HSBC, Europe’s largest bank, is making headlines again. It wants to shed up to 25,000 jobs globally, of which some 8,000 are expected to be in the UK. Why? The bank is seeking cost reduction of about US$5 billion a year and the cuts are supposed to revive the bank’s fortunes by enabling it to pay higher dividends to investors.
HSBC has not exactly been a well-run bank in recent years. Its operations in Switzerland enabled many to avoid taxes on a vast scale – and are still subject to inquiry across the globe. In 2012, it paid US authorities US$1.9 billion to settle allegations involving drug kingpins and rogue nations.
Perhaps instead of shifting its HQ and laying off thousands of staff members (mostly in its retail banking arm), HSBC should focus on becoming a model bank.
Regulation, regulation, regulation
Following the 2007-2008 financial crisis, along with other banks, HSBC has been supported by the state through a variety of warranties. In return, the UK has levied additional taxes in the form of a bank levy.
But now HSBC is complaining about the regulatory overkill in the shape of this levy. The bank is particularly unhappy about the UK government’s proposals to ringfence or separate retail banking from the more risky investment banking. This is a measure put in place to reduce risky operations and possibly avoid another costly crash – but it also curtails the profits enjoyed by banks.

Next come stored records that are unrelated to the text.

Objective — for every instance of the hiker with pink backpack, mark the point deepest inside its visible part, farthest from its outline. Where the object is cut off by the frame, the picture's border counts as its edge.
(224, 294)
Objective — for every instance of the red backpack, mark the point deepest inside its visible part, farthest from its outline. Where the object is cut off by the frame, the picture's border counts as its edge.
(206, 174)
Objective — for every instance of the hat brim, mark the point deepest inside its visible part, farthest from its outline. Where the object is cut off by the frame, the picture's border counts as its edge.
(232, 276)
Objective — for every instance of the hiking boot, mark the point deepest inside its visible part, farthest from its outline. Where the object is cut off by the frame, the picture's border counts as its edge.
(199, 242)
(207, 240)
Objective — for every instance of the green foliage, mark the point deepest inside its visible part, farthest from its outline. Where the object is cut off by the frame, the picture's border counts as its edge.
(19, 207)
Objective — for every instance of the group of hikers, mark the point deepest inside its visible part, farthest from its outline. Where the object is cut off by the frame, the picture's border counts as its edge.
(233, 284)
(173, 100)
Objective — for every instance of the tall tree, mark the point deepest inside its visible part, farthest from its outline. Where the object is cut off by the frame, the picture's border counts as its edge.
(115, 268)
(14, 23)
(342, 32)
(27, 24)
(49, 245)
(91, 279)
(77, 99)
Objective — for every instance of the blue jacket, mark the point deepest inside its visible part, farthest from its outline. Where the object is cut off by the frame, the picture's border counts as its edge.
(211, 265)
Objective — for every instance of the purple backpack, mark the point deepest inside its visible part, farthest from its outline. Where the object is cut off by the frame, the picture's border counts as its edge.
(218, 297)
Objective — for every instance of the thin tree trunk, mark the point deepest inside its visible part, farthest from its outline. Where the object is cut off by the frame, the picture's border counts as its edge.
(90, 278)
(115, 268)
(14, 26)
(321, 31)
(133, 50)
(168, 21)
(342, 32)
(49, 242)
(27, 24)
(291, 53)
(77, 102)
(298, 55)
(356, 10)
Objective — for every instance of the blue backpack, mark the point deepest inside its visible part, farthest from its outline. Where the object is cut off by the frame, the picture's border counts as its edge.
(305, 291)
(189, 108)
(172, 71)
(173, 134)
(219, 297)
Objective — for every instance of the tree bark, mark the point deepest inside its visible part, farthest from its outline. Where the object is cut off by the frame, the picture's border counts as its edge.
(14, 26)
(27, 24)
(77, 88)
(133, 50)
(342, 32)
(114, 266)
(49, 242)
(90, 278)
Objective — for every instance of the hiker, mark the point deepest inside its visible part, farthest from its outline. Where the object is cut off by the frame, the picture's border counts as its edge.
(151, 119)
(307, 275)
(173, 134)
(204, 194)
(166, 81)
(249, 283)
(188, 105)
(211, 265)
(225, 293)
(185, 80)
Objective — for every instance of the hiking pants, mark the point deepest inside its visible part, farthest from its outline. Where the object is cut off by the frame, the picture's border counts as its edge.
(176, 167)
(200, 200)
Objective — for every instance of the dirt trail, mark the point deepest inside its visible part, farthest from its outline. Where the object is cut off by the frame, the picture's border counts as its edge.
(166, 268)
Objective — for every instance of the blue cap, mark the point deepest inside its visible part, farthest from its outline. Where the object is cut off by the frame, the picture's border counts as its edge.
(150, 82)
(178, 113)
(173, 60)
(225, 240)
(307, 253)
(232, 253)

HSBC has responded by saying that it is now considering relocating its head office away from London (to Asia, which has fewer regulations). Of course, it will retain most of its retail and other business in the lucrative UK market, a major financial centre.
One response to HSBC’s threats of relocation is that it shows that big business has no loyalty to any place, community, nation state or customers. Its main concern is profits and little else. Leaving in pursuit of profit, HSBC is inflicting cuts on employees who have remained loyal to it through troubled times. It is now trying to hold the government to ransom by demanding lower taxes and lighter regulation, with the threat of job losses and related economic turbulence.
Some might even welcome HSBC’s possible departure from the UK. Of course, even if HSBC moves its HQ, its branches in the UK will still need to be regulated and depositors would continue to benefit from the state-sponsored depositor protection scheme, which safeguards £85,000 of savings by individuals.
Where to next?
Wherever HSBC decides to move its headquarters, its business would need to be regulated because the banking industry is regulated everywhere. As the industry has a habit of getting into difficulties, any bank would want a lender of last resort – a regulator that has the capacity to bail it out in the event of another crisis. And contrary to popular belief, HSBC received state support in the 2007-2008 crisis. These considerations leave out smaller countries and tax havens as they simply do not have the required capacity to support banks in times of crisis.
In the post-banking crash environment, no state can afford to offer light-touch regulation. HSBC would not relocate its head office to the US because its US$1.9 billion money-laundering settlement in 2012 was made under a deferred prosecution deal. As a result, US regulators would likely load the bank with extra checks and compliance costs.
There has been talk of HSBC relocating its HQ back to Hong Kong where it was until 1993. But, now that Hong Kong is under China’s jurisdiction, HSBC would have to comply with Chinese rules and regulations. Considering banks cannot operate across borders without the assurance that local regulators will cooperate with other countries, it will have to be confident that China maintains good relations with the rest of the world. It would be interesting to know what due diligence work HSBC has done about this possibility.
I have an additional suggestion for HSBC executives. How about focusing on being more responsible. Considering a great deal of the bank’s profits were lost to fines for various misdemeanours, this might be a more ethical way of boosting them.
To facilitate this, the bank could change its governance structure, empower employees and elect directors that invigilate the bank’s operations. It could also silence its critics by making tax returns publicly available. This way HSBC could become a model of good behaviour and resurrect its reputation. In the longer run, it is cheaper than paying fines and bearing the costs of relocation.